Machine Learning

Contrastive Learning

Teach a model what's the same and what's different — and skip the labels

Contrastive learning trains an encoder to map matching pairs (augmentations of the same image) close together and mismatched pairs far apart in embedding space — learning useful representations from unlabeled data using the InfoNCE loss.

  • SupervisionSelf-supervised
  • Core lossInfoNCE
  • Positive pairTwo views of one sample
  • NegativesRest of the batch
  • Temperature τ≈ 0.07–0.1

Interactive visualization

Press play, or step through manually. The visualization is yours to drive — try it before reading on.

Open visualization fullscreen ↗

Watch the 60-second explainer

A condensed visual walkthrough — narrated, captioned, under a minute.

The intuition: same vs different

Supervised learning needs a teacher. To learn that a photo is a "cat," someone first had to type the word "cat" next to a million photos. Contrastive learning throws that requirement out. It learns by answering a much cheaper question: which of these two things came from the same source?

Take one photo of a dog. Crop it two different ways, jitter the colors, flip one horizontally. You now have two views of the same underlying thing — a positive pair. Every other photo in the batch is a negative.
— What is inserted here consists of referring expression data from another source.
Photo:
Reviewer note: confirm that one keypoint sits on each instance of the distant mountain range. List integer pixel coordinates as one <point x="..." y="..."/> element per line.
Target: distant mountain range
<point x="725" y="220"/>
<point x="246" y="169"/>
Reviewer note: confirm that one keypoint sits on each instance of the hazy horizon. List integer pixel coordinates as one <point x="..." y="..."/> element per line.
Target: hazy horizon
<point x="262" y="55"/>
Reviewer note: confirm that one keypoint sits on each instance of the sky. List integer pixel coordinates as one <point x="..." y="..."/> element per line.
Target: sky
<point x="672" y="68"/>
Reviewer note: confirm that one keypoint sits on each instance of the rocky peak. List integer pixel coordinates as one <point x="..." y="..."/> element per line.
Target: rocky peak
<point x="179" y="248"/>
Train an encoder so that the two views land near each other in a vector space and the negatives land far away, and a remarkable thing happens: the encoder is forced to discover the features that survive cropping and color shifts — shape, texture, the actual semantics of "dog" — because those are the only things the two views still share. The augmentations are doing the labeling for free.

The payoff is a general-purpose representation. After contrastive pre-training on unlabeled images, a single linear layer trained on a small labeled set reaches accuracy that used to require full supervised training. The expensive labels are needed only for the final, tiny fine-tuning step.

How it works: pull positives, push negatives

The machinery has four moving parts:

  1. Augmentation. Each input x is transformed twice by random operations (crop, resize, color jitter, blur, grayscale) to produce two correlated views x̃ᵢ and x̃ⱼ. SimCLR's ablations show this choice matters more than the architecture — random crop + color distortion is the workhorse combination.
  2. Encoder. A backbone f(·) (a ResNet, a ViT) maps each view to a representation h. This is the thing you keep and reuse downstream.
  3. Projection head. A small MLP g(·) maps h to a lower-dimensional z where the loss is computed. Crucially, you throw this head away after pre-training — representations one layer before the loss are measurably better for transfer.
  4. L2 normalization. Each z is projected onto the unit hypersphere, so "similarity" becomes a cosine — a dot product of unit vectors, bounded in [-1, 1].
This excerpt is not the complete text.